How are religious communities formed through their practices of listening and sounding? How does sound and hearing shape religious experiences, and how do religious traditions seek to structure or discipline hearing, listening, and sounding in specific times and places? How does urban space both limit and enable religious experiences via sound?

This site features sonic ethnographies of religious communities in Burlington, Vermont. Students completed ethnographic research at sites in Burlington that have an important religious and sonic significance for those communities. Each ethnography features a sound composition, a sound map, and a written analysis of the relationships between sound, space, and religion for each community.

How to use this site: If you wish to view each individual ethnography in its complete form (sound/map/analysis) then you should click on “Stories” in the left hand menu bar. You may view the maps or listen to the sound by clicking the appropriate links in that menu as well. You can also sort our data using the Category tools (Denominations/Neighborhoods/Sound Types/Space Types) in the top menu bar. Finally, you can see how each ethnography draws on analytic categories developed by scholars of sound, space, and religion by clicking on links in the “Concepts” tag cloud on the lower left hand side of the screen.

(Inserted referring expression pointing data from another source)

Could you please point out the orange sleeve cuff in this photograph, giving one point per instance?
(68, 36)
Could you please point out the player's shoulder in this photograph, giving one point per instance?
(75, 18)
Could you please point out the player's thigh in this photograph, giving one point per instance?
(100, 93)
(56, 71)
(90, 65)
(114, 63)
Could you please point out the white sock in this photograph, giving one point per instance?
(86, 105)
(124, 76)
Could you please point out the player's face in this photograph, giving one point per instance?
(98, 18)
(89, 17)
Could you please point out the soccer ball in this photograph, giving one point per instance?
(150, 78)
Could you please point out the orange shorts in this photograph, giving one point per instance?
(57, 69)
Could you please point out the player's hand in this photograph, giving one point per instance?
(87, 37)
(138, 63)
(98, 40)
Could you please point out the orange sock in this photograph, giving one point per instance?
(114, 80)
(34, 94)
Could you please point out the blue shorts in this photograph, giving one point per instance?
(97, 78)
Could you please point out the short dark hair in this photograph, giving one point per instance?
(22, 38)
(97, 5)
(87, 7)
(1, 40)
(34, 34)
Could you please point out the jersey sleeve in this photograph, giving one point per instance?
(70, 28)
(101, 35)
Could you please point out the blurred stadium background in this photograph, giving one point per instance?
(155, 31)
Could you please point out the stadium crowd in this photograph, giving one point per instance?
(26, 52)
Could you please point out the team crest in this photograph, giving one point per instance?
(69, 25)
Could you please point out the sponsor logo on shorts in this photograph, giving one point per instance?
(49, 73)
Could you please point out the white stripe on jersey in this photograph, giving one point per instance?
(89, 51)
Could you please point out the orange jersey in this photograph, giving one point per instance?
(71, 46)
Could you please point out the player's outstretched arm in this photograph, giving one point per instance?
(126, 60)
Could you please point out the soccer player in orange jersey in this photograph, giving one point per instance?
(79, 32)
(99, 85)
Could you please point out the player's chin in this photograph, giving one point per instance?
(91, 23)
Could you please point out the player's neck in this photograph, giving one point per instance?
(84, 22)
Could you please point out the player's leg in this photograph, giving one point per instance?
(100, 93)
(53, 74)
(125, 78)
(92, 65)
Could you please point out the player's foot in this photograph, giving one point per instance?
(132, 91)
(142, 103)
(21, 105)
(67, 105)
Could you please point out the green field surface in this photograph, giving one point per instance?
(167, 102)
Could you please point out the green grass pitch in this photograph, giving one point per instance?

A note about the nature of “religious community” in Burlington: It is frequently noted that Vermont is one of the least religious states in the US. However, in this class we take an anthropological approach towards how we identify religious communities, one that relies on definitions developed by scholars such as Bruce Lincoln, rather than assuming that for a community to be “religious” it must be connected to historically recognized religious institutions. Thus, while conventional religious “denominations” are part of how we categorized our data, we also feature categories such as “secular” and “civic” to include such sites where values, practices, and experiences that may be usefully analyzed as “religious”–such as the Burlington Farmer’s Market–in our documentation of religious sounds in Burlington.